いや、追う事は可能だ。だが、此処に俺が居ない間誰が、此処で仕事をしてくれるか……


あ、そだ。


「ひぇぇ?僕ですかぁ……?」


「そうじゃ。」


さっきの青髪の子を呼び出しこの辺の書類を分かりやすく整理しといてもらう事にした。後で俺がさっさと判子押せる様にな。


「ひぇぇ……僕なんかじゃ……できませんよぉぉ……」


いや、やれよ。整理整理くらい誰でもできるわ……


「心配するでない……別に物事を決めろなんて申しておらん……此処にくる書類を分別して置いて置くだけで良いのじゃ……」


「ひぇぇぇぇ……わかりましたぁぁ……」


……心配だなぁ……


まぁ、いっか、いざとなれば転移使えば良いし、千里眼で様子は見れるし。見ないと思うけど。

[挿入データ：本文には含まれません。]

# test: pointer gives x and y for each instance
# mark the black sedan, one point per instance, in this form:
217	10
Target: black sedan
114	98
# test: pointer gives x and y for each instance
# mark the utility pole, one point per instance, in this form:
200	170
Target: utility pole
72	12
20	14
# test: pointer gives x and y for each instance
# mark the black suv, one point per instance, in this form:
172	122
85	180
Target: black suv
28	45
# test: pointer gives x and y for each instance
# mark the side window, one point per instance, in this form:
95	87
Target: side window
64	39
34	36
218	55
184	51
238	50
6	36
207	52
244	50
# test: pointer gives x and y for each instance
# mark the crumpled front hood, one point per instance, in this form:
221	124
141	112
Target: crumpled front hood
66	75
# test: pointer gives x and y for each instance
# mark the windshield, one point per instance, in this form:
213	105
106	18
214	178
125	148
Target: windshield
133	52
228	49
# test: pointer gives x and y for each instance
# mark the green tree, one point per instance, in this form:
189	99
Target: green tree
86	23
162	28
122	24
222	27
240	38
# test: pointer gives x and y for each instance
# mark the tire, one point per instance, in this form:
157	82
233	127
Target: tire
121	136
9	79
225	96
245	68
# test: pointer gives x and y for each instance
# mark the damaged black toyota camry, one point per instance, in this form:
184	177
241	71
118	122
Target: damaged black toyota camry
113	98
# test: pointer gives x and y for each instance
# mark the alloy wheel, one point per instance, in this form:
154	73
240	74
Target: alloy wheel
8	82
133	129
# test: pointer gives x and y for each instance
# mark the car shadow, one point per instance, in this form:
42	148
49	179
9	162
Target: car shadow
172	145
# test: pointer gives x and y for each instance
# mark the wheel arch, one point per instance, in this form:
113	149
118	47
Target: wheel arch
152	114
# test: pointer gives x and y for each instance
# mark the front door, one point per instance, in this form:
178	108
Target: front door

と、千里眼で女の様子を見たら、ヤバイ事になってた……

え?なに?仲間割れ?え、それ結構、俺の計画に支障をきたすんですけど……


「では、頼んだぞ。もし早急な書類が来たりすれば、そこの壁に当ててくれ……直ぐに飛んで行く。」


「ひぇぇぇぇ……?」


では、転移。







転移したのは森の中、まだ昼なので森は明るい。んで……


「じゃあね!NN!パパの言いつけもあるから!お前殺すね!ヒュー!バイバイ!」


串刺しの女に向かって振り下ろされるナイフ。軽く地面を蹴って移動し、ナイフを摘んだ。

え?此奴、力弱っ!!



一瞬、力の弱い男の唖然とした表情に眼が合うと、凄え五月蝿い、奇声みたいな声を上げて……


「お前誰だよ!!離せ!!」


なんだ、此奴。目上の人に敬語も使えないのか……まぁ良い、名乗ってやろう。